This would be why I am chatting / sending a photo here and there to my coworker (on a different team, thankfully) that lives in a different state. Though, I did say ‘that seems like consent’ to which he replied, yes it is. At least there is that, right?!
I had a hot kink-fling with a person that I’m pretty confident was some sort of racist something or another. Man, I hated finding that shit out because I had to cut it off. Not entirely because I am a stand up gal, nope… it was more because my family was judging the fuck out of me about it. Oh no, I enjoyed restraining him and doing awful shit to him that he literally begged for.

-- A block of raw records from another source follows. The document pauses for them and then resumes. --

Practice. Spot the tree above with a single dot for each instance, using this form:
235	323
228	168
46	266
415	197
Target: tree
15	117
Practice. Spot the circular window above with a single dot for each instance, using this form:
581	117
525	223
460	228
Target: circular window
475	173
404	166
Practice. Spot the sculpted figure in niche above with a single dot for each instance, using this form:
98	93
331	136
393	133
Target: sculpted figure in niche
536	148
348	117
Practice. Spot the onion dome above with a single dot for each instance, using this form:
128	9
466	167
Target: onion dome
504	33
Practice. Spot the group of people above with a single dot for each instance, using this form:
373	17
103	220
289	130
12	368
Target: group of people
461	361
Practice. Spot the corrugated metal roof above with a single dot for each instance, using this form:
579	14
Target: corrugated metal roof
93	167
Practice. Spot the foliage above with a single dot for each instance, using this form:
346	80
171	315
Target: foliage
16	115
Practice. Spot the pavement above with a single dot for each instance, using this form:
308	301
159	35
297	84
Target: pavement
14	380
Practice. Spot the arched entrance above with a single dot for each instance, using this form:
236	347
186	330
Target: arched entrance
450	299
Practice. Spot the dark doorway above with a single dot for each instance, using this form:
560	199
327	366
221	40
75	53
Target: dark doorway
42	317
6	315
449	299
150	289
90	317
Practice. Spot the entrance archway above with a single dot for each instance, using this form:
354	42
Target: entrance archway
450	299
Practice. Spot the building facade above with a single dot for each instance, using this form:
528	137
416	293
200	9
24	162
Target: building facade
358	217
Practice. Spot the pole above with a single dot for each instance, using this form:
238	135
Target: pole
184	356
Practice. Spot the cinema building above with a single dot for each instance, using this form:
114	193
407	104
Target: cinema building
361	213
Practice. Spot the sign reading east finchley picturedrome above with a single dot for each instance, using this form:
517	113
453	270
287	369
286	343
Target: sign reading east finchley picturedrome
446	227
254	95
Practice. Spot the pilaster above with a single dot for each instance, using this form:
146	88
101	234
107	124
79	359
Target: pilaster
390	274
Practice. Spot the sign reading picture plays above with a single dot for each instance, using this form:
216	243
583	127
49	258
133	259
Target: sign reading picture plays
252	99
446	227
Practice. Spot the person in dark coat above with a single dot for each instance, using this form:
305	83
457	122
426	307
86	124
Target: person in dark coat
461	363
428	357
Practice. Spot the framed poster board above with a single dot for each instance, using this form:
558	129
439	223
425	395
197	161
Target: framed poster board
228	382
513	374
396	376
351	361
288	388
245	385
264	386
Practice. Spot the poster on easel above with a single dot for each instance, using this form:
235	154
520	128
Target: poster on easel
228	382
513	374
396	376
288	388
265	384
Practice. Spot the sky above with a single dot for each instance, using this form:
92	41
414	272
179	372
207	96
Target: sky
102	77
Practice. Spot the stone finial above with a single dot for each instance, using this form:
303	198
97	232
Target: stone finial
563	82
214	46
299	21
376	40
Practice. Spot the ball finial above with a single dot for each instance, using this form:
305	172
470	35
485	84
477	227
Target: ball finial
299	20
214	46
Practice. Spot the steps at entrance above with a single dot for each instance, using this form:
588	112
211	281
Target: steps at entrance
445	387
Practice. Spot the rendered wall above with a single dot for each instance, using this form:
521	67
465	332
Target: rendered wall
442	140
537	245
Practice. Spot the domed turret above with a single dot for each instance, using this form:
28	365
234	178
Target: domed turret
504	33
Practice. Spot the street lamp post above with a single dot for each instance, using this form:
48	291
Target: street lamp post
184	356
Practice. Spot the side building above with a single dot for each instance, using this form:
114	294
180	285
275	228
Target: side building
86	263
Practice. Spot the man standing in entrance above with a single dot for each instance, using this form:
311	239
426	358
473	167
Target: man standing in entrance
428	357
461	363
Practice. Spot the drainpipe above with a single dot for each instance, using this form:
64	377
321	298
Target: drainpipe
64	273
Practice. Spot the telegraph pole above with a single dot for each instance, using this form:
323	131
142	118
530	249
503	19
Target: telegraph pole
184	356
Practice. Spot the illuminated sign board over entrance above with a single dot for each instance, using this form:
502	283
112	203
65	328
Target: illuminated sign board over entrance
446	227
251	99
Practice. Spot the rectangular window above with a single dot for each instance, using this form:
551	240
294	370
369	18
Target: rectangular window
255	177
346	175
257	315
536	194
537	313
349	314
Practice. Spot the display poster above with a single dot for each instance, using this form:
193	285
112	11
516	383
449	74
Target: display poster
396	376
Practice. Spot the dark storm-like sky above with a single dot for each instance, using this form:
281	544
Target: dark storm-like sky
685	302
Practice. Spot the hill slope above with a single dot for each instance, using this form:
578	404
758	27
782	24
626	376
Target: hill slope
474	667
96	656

I randomly think about past lovers and get in the feels then I get angry at dumb shit about it / them. I want to pass a ‘blame’ for my feels to one specific person — ‘You abandoned me like others in my past, you were no different’. But, logically I know that it isn’t the case. He is a selfish even though he wanted to paint the scene that he was not. In every relationship ending there is an asshole. He holds this title and we both know it, there’s no dispute there.
I am in a kink-funk at the moment. My kink partner moved back to the area and I’m not really feeling it with them at the moment. His wife is extra needy at the moment and my patience about the situation is growing thinner by the day. This is the case even though I one hundred recognize how difficult a transition into multiple-partner-life is. Like, I’ve been here for 8 years already.
The bestie moves back to the area in September / October. Now either I’m going to corrupt her with my going-out-socialness-shenanigans or I’m going to not date / kink much at all because I’ll be busy doing friendship shit like movies and such. Anyone interested in taking bets on which will win out?
Anyway, I don’t know how much I’ll be around. But I’m not dead yet, so there’s that.